Er ist tatsächlich da, der Winter! Da ich schon lange auf der Suche nach einer schicken Daunenjacke war, gab es nun gleich noch einen Grund mehr für mich, meine Auswahl möglichst schnell zu treffen. Auf welche Jacke meine Wahl gefallen ist, erfahrt ihr in dem folgenden Blogbeitrag.

 

3..2…1..Meins
Zwar ist die Auswahl an Daunenjacken groß, doch habe ich mich lange schwer damit getan, eine passende Jacke zu finden, die mir auf Anhieb gefielt. Nun bin ich endlich fündig geworden und bereue diese Investition keineswegs!
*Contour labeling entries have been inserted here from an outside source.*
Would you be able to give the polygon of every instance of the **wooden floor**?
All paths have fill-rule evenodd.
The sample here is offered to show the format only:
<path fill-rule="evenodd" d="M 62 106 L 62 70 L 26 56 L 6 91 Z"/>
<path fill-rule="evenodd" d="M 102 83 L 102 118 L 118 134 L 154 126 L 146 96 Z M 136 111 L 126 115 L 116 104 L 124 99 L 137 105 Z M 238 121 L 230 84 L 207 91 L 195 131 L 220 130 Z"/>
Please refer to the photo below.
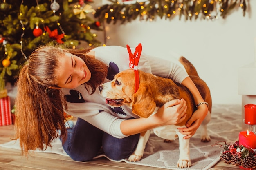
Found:
<path fill-rule="evenodd" d="M 0 126 L 0 144 L 11 141 L 13 137 L 13 126 Z M 0 147 L 0 170 L 164 170 L 165 169 L 117 163 L 105 158 L 86 162 L 73 161 L 69 157 L 55 154 L 35 152 L 27 159 L 20 154 L 20 150 Z M 238 167 L 227 165 L 222 161 L 210 170 L 241 170 Z"/>

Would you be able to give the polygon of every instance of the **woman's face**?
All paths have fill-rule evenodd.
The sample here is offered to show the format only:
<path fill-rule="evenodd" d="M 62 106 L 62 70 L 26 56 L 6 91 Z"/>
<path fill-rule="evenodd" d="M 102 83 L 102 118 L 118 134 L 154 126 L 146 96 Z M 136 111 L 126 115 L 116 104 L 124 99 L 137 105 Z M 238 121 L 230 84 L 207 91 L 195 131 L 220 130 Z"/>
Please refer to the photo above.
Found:
<path fill-rule="evenodd" d="M 69 53 L 59 57 L 57 81 L 61 88 L 74 88 L 91 78 L 91 73 L 84 61 Z"/>

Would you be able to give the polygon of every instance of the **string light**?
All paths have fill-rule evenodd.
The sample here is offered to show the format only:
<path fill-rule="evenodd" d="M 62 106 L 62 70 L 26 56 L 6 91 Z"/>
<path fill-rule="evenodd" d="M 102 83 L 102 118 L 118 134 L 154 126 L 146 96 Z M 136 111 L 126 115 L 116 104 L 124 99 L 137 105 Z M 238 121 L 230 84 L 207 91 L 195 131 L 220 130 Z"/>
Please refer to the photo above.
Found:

Meine Anforderungen an eine Daunenjacke waren die folgenden:

  • mit Kapuze und hoch geschnittenem Kragen
  • mehrfach verstellbare Kapuze (im Idealfall mit einer Hand)
  • winddicht
  • wasserdicht, wasserabweisend oder mit meiner Regenjacke kombinierbar, ohne dabei großartig aufzutragen
  • atmungsaktiv
  • gutes Verhältnis von Daunen zu Federn
  • hervorragende Wärmeleistung (hohe Bauschkraft/hoher cuin-Wert)
  • figurbetonender Schnitt
  • Innentasche für Kleinkram

Kurzum… ich wollte mich auf Anhieb darin wohlfühlen.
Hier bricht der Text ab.